Les avis négatifs seront-ils 'filtrés' ?
Ce site à vocation commerciale est déclaré modéré par des pharmaciens. Il est possible que les avis les plus négatifs sur les traitements soient 'filtrés' pour des raisons commerciales. Car comme Unairneuf.org l'a rapporté par le passé, la varénicline n'est pas sans danger : tendances suicidaires ou agressives, rêves marquants, etc.

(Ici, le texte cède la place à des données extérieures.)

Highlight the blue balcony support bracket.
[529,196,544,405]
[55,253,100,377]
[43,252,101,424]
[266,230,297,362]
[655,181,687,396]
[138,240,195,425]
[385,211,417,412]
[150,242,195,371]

Aussi nous invitons tous ceux qui ont eu des effets secondaires sérieux sous Champix à prendre le temps de poster leur avis sur meamedica.fr et à vérifier qu'il est bien publié. À défaut, veuillez le faire savoir en commentaires ici, ou sur les autres forums d'entraide que nous indiquons en colonne de droite, qui sont modérés par des personnes a priori sans lien d'intérêt avec la corporation pharmaceutique.
Références
- meamedica.fr (Champix)
- « Consultez votre médecin » : disons stop aux marchands du Temple !
- Knock ou le triomphe de la Pharmacie : parlez-en à votre médecin
- Méamédica, mystérieux « Vidal » participatif, agite la pharmacie (Rue89)
- Communiqué de presse de GSK, 28 juillet 2008
"Les résultats d'une étude comparative ne révèlent aucune différence importante entre le timbre NiQuitin et Champix dans les taux d'abandon à long terme."
À lire sur le même sujet
[Mise à jour 07.01.2011]
Notre amie Denise Silber publie un interview de la fondatrice de la firme néerlandaise Meamedica Denise Silber's Blog, 05.01.201 ; extrait :
Denise Silber : Meamedica a un financeur non identifié. Ce qui a conduit à supposer qu'il s'agit d'une source de financement que vous seriez mal à l'aise de révéler, comme une société pharmaceutique. Quelle est votre réponse ?
Wendela Wessels : Non, il n'a certainement aucun rapport avec la pharmacie ou la médecine. C'est une famille aisée (un investisseur privé) voilà tout. Du fait d'expériences personnelles, ils sont particulièrement attachés à l'amélioration des traitements médicaux. Ils ne veulent pas avoir leur nom dans les journaux, comme on peut le penser.